Ландо тронулось, направляясь к Иерусалимским аллеям, толпа рассеялась. Ханеле посмотрела на свои золотые часы: "Пора и нам на обед". Женщины пересекли Сенную площадь. Пройдя через рынок, они скрылись в Еврейском квартале.
Интерлюдия. Тверия, лето 1855
Джошуа Горовиц присел на подоконник своей комнатки. Ставни были распахнуты, из сада тянуло жаром остывающей земли. Небо было огромным, звездным. Он, прислушавшись, уловил шорох волн. Озеро лежало совсем рядом, в нескольких минутах ходьбы. Юноша развернул письмо и улыбнулся. Почерк деда совсем не менялся, четкий, разборчивый, твердый.
- Милый наш внук! - читал Джошуа.
- Мы с бабушкой посылаем тебе свою любовь и благословение.
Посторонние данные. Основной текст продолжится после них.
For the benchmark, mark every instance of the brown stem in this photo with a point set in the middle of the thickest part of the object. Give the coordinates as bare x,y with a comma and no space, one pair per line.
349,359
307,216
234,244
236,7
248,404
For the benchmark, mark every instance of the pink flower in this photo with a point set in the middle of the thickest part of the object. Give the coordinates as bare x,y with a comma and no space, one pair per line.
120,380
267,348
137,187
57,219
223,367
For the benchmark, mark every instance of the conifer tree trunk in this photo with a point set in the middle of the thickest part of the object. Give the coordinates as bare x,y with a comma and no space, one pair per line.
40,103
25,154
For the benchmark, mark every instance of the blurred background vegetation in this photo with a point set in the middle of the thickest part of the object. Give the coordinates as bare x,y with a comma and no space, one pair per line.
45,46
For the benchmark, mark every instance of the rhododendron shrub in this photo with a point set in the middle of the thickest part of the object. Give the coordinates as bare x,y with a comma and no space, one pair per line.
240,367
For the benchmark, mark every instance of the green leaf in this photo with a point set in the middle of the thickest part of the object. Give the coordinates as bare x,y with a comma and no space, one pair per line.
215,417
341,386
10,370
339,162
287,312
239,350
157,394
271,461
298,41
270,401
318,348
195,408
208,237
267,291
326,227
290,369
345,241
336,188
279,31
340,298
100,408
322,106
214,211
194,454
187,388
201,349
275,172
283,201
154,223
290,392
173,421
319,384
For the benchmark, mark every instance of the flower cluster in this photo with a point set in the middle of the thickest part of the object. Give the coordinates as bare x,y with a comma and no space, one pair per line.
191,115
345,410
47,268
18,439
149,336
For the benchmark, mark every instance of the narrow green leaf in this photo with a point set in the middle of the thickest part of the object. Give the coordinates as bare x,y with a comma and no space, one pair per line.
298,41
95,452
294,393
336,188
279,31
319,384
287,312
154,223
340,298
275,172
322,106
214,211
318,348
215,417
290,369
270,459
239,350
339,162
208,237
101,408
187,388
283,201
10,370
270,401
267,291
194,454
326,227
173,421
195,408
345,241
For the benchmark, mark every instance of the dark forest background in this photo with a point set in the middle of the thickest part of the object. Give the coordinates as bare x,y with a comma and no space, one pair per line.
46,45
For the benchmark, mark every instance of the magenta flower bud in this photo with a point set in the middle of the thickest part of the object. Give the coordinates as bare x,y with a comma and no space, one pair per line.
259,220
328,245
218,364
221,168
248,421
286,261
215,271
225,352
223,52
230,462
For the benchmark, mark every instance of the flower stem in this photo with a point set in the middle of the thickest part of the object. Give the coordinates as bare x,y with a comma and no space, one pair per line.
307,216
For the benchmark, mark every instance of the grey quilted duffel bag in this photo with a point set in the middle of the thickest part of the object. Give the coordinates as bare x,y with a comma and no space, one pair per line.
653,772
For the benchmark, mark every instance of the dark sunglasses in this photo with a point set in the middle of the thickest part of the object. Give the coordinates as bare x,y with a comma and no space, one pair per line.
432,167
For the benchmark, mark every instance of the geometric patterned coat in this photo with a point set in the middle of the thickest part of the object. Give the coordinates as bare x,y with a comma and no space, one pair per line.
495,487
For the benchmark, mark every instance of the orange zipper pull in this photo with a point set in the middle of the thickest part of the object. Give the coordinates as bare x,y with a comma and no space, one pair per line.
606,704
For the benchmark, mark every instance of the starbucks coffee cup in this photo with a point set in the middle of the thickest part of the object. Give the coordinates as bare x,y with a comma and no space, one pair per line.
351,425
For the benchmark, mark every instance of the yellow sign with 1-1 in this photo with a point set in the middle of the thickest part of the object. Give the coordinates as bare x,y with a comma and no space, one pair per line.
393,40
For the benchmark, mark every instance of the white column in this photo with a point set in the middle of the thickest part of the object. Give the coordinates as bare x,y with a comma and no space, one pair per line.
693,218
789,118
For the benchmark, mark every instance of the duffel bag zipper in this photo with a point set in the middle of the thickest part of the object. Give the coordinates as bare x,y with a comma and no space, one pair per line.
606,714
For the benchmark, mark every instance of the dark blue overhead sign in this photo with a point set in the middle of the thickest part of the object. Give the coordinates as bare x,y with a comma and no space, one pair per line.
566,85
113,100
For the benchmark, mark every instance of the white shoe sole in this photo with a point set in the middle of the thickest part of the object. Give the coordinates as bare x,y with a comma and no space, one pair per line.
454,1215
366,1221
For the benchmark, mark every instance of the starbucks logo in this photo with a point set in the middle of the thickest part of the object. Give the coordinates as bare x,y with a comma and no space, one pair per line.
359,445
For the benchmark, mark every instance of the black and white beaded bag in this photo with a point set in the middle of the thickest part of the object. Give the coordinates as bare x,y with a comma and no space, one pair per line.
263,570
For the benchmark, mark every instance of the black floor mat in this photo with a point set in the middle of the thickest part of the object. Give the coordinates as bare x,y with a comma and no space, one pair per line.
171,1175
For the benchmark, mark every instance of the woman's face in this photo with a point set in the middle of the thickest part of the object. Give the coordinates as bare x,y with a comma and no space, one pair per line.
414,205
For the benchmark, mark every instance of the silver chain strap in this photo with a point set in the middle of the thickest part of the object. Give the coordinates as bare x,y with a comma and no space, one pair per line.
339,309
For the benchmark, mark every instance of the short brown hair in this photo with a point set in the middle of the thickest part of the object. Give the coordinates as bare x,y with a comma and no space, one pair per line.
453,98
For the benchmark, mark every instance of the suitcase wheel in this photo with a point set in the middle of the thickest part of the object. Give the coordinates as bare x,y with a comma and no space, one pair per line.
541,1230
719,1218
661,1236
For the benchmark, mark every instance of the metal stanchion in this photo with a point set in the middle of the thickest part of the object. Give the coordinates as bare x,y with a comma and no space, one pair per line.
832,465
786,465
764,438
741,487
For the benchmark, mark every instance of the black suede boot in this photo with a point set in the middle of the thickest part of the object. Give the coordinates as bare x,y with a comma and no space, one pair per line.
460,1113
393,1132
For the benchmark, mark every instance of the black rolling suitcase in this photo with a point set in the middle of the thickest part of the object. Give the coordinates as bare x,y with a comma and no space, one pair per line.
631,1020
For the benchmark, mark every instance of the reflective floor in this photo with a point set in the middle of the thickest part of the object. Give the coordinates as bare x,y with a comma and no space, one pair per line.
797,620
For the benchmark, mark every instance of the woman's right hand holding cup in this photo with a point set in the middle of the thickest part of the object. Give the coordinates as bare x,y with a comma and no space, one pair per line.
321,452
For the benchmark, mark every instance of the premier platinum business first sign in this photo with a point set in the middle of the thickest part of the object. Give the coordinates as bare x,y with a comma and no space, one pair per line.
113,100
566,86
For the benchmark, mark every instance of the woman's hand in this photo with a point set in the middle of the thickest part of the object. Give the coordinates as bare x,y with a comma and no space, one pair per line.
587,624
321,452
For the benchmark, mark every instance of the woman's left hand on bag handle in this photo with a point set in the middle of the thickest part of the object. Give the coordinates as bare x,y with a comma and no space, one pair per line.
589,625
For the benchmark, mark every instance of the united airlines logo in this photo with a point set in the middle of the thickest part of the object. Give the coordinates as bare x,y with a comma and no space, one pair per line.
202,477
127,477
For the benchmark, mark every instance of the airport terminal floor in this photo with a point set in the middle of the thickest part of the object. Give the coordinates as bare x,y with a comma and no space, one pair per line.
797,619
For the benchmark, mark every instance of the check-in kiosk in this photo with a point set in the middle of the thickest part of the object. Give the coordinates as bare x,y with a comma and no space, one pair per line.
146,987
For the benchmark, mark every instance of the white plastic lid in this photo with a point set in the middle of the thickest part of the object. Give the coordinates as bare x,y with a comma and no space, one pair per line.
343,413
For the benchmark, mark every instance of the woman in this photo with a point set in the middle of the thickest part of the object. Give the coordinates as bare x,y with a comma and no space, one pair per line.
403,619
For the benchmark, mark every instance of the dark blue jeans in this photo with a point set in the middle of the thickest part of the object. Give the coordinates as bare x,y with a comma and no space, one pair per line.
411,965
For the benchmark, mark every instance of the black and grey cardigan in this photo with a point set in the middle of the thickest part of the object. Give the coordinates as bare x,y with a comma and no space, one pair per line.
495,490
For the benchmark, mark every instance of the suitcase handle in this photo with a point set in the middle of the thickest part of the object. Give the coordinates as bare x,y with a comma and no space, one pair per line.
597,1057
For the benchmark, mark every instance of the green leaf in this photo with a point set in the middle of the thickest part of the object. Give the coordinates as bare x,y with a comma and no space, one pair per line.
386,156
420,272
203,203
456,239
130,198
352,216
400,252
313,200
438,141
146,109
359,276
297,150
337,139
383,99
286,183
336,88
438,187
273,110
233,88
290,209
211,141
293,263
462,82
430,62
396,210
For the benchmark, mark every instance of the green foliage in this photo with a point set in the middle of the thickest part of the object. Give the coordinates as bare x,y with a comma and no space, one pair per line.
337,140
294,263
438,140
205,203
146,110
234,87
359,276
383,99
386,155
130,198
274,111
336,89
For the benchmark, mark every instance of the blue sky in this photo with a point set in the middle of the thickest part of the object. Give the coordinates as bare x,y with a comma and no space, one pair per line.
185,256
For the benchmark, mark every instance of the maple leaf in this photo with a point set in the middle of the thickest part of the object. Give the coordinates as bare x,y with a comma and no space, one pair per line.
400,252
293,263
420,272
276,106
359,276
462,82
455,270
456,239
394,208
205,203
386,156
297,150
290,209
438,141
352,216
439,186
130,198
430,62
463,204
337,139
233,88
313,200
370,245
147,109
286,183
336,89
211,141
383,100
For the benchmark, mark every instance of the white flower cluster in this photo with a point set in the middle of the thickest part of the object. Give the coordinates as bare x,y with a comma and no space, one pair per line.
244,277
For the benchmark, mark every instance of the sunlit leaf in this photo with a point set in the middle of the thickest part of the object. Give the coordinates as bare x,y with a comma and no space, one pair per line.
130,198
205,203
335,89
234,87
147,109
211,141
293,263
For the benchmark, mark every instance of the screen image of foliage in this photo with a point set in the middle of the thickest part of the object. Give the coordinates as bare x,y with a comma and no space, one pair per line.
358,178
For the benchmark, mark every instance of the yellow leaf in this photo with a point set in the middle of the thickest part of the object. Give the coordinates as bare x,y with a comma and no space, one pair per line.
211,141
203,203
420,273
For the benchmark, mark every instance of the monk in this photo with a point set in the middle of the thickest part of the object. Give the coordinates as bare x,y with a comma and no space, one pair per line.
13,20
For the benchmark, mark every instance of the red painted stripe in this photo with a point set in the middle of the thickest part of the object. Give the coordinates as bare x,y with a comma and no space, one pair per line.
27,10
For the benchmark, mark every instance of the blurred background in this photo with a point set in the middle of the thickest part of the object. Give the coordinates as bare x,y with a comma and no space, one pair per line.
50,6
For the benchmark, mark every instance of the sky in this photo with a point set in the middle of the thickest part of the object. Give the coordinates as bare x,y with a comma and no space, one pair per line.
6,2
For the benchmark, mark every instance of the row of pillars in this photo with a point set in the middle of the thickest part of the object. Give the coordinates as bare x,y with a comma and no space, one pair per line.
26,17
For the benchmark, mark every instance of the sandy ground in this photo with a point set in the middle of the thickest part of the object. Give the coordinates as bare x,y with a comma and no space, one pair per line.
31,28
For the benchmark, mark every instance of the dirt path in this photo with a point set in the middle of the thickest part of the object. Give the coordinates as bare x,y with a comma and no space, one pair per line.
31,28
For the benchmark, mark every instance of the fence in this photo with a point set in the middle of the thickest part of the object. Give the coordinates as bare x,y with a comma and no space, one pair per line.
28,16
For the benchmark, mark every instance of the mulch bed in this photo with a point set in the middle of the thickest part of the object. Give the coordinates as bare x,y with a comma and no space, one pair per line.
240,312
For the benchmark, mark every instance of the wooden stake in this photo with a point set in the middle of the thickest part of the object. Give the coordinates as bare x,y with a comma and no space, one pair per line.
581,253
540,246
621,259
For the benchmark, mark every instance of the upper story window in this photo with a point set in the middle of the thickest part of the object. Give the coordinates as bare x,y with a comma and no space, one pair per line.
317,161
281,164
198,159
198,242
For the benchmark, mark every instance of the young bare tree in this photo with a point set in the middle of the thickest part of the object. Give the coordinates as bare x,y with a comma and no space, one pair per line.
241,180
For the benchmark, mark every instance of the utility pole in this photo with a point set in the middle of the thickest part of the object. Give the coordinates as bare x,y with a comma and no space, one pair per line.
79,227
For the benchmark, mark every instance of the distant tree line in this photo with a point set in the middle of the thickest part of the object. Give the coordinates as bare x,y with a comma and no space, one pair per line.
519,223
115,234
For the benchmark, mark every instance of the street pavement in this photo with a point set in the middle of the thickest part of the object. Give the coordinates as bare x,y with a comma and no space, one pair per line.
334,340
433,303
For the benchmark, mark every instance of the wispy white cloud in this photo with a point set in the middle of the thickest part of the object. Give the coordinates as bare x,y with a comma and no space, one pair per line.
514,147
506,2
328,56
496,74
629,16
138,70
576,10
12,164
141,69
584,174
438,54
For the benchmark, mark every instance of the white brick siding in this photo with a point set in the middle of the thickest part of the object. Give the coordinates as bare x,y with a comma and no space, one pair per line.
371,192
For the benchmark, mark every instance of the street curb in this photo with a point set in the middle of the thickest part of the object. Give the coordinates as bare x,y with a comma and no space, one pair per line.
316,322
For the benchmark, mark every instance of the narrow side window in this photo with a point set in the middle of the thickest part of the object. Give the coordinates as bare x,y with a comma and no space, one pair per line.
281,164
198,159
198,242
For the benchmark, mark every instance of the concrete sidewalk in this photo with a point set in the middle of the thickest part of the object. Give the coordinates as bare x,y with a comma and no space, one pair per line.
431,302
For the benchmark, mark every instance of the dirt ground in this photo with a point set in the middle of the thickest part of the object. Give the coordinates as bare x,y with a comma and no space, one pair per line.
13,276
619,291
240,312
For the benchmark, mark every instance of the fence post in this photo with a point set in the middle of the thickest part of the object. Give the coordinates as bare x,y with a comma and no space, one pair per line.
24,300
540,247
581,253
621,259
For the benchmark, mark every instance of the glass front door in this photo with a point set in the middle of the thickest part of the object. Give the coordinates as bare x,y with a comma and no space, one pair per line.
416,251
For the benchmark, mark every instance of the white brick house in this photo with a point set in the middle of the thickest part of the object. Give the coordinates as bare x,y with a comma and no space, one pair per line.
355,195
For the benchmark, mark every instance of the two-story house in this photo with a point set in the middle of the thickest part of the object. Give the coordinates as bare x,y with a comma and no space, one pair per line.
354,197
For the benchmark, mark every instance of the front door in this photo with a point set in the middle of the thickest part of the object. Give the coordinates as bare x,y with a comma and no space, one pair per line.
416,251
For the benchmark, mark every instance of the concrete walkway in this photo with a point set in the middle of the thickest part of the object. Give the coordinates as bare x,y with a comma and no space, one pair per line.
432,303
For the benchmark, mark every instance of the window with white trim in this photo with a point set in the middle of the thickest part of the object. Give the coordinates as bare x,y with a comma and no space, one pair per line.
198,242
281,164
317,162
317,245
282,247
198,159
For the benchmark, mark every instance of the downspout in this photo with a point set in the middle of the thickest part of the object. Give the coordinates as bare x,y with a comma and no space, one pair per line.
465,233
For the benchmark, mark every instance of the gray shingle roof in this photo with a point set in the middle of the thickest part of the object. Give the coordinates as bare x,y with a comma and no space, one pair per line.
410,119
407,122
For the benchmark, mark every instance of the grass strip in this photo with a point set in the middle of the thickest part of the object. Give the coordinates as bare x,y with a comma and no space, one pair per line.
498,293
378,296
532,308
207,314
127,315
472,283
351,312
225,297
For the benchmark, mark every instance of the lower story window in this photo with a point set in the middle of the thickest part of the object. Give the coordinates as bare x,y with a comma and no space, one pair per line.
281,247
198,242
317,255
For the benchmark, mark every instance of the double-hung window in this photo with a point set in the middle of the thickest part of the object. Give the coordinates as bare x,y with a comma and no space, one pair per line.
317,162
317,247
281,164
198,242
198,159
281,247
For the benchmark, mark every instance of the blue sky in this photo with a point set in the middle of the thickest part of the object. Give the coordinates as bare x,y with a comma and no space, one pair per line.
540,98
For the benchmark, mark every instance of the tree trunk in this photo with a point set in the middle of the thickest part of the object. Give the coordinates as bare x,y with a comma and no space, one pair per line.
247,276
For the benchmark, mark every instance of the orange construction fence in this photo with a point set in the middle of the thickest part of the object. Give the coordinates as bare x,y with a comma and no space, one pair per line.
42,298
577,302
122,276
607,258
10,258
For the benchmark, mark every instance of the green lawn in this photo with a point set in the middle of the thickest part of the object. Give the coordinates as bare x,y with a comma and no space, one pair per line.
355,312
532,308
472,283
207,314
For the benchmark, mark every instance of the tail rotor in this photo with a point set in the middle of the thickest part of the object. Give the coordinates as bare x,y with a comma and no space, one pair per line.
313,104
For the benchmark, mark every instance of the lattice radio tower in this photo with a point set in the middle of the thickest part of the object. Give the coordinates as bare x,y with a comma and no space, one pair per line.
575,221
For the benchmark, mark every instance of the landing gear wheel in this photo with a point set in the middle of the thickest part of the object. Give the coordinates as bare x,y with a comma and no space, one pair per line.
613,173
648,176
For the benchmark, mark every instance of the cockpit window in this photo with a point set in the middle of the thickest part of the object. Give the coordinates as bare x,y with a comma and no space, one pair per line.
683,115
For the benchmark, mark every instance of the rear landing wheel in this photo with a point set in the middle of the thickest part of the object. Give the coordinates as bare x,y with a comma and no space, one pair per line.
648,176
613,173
У дяди Дэвида зимой родилась доченька, маленькая Констанца. Он и Сара-Джейн, конечно, очень рады. Майкл, когда приезжает в Вашингтон, возится со своей сестричкой. Мэтью перевелся из Гарварда на юг, в Колледж Уильяма и Марии. Он собирается там, на юге, и остаться, основать юридическую практику.
У дяди Натаниэля все хорошо. Бет учится в Оберлин-колледже, а Теодор и Полина переехали в Канзас, в новый город Лоуренс, оплот аболиционистов. Тед правая рука мистера Джона Брауна, возглавляет городскую милицию. Полина успевает преподавать в школе и писать в местные газеты, там их уже две.